Firefighters, police officers, entrepreneurs, bankers, lawyers—men and women of all different backgrounds and career paths—encourage children to stay in school and grow up to be successful. It’s an important message in a neighborhood where 69.4% of adults have never finished high school.
But it’s the word “successful” that Edi encouraged kids to really think about.
During South Park Principal Dennis Schaffer’s morning welcome, he told Career Day guests that many of the kids were prepared to ask questions. He also said that the most common question would likely be, “How much do you make?” That, he said, was their idea of success.
It’s a normal question and understandable concept. Money matters, especially to kids in low income households who watch their parents work multiple jobs to barely scrape by. Money offers a way out and a sense of security and stability. But it’s not the only thing, and that’s what Edi wanted to share with the children.
They would need to stay in school, get an education, eventually find work and to pay the bills. But making money to pay bills, he told them, would not be enough to drive them to succeed in the long term.
Real motivation would have to come from within, from a very human place.
“I believe that every person wants to help,” he shared with third graders in a bilingual classroom setting. “When you help a woman who has fallen, or a dog that has been hit by a car, or help a friend, or share an ice cream, it is an expression of love. You care about something. When you (help), you get a lot back in return.”
As he shared his own story—growing up with a single mom who got pregnant when she was only 15, living on food stamps and welfare and struggling as a family to make ends meet, then joining the Marine Corps fresh out of high school with a deep desire to serve others and ultimately pursuing a Bachelor’s degree and an MBA—he forged sparks of understanding and connection with the students and their teachers.

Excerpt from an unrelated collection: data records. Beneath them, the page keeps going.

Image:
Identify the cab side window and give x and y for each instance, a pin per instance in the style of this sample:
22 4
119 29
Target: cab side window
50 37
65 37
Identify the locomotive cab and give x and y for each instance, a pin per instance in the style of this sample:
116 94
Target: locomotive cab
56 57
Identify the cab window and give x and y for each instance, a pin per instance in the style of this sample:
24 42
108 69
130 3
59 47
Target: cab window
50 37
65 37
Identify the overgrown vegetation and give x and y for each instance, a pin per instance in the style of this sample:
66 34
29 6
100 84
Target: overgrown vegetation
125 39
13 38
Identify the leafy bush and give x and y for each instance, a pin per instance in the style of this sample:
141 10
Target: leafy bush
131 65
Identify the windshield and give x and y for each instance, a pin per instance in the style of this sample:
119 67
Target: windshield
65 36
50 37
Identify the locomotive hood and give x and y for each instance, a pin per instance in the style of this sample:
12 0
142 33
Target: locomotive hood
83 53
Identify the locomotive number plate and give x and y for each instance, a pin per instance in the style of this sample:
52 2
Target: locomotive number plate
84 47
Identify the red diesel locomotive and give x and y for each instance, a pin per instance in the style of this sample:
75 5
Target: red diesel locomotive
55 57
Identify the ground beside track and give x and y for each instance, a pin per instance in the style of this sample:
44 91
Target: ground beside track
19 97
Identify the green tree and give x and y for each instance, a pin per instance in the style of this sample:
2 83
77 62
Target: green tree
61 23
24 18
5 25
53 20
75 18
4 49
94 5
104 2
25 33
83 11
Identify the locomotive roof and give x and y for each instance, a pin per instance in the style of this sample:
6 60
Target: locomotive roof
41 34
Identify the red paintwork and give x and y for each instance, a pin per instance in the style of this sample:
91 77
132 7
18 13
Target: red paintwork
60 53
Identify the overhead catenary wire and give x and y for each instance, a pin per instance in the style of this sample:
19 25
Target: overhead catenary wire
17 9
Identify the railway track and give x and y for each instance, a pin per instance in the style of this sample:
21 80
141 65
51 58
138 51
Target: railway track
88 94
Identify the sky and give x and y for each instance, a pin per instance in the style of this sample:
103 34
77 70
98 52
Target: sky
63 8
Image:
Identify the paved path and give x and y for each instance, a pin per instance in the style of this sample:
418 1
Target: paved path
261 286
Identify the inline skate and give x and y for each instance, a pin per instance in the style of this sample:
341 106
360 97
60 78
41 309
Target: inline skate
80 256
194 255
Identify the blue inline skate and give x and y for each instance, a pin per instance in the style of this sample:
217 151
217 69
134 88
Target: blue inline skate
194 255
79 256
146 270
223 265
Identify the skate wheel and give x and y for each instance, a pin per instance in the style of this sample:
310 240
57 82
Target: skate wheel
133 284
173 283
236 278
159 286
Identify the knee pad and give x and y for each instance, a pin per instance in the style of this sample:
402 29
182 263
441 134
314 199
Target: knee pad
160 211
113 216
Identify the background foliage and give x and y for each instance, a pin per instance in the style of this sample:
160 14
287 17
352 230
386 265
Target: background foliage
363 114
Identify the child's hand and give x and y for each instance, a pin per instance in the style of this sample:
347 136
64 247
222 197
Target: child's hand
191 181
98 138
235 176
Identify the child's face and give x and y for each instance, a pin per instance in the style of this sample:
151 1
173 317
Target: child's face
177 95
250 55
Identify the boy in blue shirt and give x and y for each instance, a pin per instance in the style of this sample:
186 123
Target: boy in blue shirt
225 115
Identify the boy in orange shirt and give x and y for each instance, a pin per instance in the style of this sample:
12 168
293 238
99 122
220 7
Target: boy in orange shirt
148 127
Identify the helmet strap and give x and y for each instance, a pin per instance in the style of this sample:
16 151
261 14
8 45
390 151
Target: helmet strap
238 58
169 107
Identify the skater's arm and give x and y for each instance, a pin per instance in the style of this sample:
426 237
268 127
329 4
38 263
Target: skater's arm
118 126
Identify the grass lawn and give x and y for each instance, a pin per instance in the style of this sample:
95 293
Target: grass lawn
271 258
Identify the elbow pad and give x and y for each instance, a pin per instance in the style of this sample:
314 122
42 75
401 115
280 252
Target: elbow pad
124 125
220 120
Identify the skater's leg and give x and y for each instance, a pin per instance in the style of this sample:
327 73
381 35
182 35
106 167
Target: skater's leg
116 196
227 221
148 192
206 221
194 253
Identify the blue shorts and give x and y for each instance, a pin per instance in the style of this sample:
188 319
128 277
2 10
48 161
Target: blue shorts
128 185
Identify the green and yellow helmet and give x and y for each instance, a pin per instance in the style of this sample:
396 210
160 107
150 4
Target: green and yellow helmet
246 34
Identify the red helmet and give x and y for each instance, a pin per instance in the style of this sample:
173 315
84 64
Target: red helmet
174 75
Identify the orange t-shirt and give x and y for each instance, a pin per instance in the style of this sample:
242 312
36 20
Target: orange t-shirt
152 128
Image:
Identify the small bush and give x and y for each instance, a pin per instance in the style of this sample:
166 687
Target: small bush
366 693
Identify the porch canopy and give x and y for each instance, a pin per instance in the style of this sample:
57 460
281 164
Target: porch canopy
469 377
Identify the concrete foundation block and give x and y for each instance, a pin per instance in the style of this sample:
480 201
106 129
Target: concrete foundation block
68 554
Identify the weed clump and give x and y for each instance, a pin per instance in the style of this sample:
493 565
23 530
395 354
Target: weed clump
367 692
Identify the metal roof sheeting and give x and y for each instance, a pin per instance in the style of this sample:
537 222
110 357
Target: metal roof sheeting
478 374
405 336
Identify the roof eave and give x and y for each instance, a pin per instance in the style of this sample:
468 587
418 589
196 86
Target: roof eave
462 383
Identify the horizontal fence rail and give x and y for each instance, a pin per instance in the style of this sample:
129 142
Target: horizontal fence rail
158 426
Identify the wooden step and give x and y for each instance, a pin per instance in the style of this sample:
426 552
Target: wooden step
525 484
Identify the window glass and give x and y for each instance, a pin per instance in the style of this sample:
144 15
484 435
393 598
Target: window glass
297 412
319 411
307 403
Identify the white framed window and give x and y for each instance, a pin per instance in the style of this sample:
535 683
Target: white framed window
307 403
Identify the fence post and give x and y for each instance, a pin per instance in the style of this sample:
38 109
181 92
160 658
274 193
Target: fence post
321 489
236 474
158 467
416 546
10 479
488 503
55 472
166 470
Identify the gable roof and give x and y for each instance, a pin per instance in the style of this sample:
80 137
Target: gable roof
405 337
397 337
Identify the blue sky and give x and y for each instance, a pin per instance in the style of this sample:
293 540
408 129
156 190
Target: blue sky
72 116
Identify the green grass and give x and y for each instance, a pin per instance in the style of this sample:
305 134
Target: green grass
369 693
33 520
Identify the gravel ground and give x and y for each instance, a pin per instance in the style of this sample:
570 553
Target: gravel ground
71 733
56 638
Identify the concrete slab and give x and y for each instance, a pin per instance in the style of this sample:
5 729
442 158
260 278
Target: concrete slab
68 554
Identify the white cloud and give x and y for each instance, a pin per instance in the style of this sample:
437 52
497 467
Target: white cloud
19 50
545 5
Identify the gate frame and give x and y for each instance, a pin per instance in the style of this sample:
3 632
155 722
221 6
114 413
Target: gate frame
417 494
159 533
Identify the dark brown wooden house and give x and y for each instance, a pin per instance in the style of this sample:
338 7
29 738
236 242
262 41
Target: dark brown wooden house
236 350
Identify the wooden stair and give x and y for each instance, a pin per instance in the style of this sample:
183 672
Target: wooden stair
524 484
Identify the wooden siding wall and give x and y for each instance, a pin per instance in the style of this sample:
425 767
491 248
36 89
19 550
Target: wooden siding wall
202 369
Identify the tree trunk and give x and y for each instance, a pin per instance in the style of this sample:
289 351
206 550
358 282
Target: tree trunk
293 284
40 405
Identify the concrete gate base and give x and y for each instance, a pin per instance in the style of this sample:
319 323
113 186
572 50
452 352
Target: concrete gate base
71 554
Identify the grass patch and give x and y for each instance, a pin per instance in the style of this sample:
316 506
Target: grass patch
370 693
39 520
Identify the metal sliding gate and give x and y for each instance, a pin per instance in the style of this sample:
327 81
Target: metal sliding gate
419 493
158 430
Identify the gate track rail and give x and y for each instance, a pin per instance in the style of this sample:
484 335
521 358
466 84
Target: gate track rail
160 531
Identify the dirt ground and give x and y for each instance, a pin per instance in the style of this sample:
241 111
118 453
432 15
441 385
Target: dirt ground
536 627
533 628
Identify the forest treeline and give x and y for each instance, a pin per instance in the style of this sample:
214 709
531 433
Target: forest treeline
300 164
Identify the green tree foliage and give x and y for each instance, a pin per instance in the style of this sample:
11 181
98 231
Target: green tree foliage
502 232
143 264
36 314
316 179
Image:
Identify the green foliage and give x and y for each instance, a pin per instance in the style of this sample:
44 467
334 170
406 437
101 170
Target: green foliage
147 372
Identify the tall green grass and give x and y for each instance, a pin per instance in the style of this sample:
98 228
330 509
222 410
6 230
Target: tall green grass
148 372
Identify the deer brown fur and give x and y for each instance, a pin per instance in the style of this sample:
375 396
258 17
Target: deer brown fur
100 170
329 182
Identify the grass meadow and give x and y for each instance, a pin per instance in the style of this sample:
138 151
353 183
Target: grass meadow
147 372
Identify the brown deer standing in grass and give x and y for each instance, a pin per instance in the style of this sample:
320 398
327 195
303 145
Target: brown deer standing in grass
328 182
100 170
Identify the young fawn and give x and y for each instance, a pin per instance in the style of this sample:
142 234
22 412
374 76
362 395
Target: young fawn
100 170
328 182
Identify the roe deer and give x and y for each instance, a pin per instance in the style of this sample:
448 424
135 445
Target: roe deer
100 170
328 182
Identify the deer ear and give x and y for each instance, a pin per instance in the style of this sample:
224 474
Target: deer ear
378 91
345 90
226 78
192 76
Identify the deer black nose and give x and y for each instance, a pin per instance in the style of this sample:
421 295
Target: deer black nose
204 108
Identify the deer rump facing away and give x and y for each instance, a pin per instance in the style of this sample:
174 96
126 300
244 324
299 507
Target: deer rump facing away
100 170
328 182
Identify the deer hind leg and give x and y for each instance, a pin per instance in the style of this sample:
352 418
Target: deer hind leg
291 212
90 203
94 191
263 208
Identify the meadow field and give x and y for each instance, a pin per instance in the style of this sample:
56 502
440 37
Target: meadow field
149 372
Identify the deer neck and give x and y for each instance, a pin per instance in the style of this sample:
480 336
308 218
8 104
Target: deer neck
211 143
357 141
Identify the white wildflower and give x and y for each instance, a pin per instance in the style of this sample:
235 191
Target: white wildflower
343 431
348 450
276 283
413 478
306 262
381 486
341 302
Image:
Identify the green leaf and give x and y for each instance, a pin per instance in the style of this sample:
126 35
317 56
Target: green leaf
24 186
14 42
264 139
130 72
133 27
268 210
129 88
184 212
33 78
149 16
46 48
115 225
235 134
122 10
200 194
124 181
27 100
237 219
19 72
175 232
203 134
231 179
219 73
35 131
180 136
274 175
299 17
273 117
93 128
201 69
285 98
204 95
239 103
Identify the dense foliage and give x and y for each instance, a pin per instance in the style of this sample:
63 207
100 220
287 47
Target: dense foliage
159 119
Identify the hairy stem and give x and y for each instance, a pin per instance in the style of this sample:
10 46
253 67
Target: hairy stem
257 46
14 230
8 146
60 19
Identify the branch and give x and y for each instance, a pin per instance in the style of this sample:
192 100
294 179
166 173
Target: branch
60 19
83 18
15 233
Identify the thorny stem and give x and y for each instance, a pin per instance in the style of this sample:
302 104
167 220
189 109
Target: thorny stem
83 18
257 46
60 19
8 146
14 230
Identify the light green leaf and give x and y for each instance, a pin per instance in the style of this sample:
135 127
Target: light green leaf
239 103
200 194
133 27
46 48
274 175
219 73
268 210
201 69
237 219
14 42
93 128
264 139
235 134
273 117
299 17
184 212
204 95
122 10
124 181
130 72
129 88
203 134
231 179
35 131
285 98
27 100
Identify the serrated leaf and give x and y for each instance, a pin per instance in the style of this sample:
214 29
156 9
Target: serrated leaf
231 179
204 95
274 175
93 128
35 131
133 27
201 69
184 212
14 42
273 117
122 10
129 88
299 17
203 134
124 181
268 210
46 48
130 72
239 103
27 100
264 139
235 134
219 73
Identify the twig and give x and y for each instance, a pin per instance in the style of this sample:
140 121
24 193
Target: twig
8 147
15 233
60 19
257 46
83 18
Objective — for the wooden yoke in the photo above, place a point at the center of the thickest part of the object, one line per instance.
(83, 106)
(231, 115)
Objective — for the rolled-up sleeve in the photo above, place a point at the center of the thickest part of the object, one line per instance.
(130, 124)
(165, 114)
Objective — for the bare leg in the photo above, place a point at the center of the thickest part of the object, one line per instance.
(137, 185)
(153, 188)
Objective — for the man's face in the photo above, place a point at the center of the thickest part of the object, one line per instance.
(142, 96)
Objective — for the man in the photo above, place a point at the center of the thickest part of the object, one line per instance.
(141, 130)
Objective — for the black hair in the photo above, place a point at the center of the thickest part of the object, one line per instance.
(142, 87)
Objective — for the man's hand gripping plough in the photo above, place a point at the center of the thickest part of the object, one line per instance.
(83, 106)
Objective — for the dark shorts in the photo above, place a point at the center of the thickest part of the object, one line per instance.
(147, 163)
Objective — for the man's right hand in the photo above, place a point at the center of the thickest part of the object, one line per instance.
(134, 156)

If he could rise up from poverty, so could they. If he could build a life of passion and opportunity, a life of giving back to others, so could they. If he could feel fulfilled and motivated each and every day, so could they.
Edi talked about lifelong learning and the importance of an education, the “key” to unlock the doors to a better future. But he also talked about how he grew even in adulthood, evolving in his understanding of how important it is to give back to others and to make the world a better place. He talked about saying goodbye to a financially stable banking career to open Cali Green Life, starting with Cali Green Turf to help others save water during the drought, and ultimately expanding to a four-company solution with eco-friendly paint, solar and water filtration systems.
Then he asked the children what they wanted to be when they grow up and why.
“A chef to make people smile with the good food I make.”
“A police officer to protect people.”
“An actress to tell stories.”
“A teacher to help kids like me learn.”
“A veterinarian to save sick or hurt animals.”
“A singer to give people hope.”
In each of the four classes where Edi spoke, the children understood the underlying message. Not one kid answered, “I want to be such-and-such to get rich.”
As they shared with one another, he encouraged them as they grow older to hold onto those dreams and remember the reasons behind them. He also encouraged them to hold one another accountable, to remind their friends about what they had shared and help one another succeed.
Make sure you can earn a living, he told them. Find out what you have to study to get to where you have to be. Work hard and always do your best. Find your talent. But never, ever lose sight of the bigger picture driving you forward. Because the difference between a job and a career—the difference between making a living and making a life—is the will to tap into what really matters, and make it count.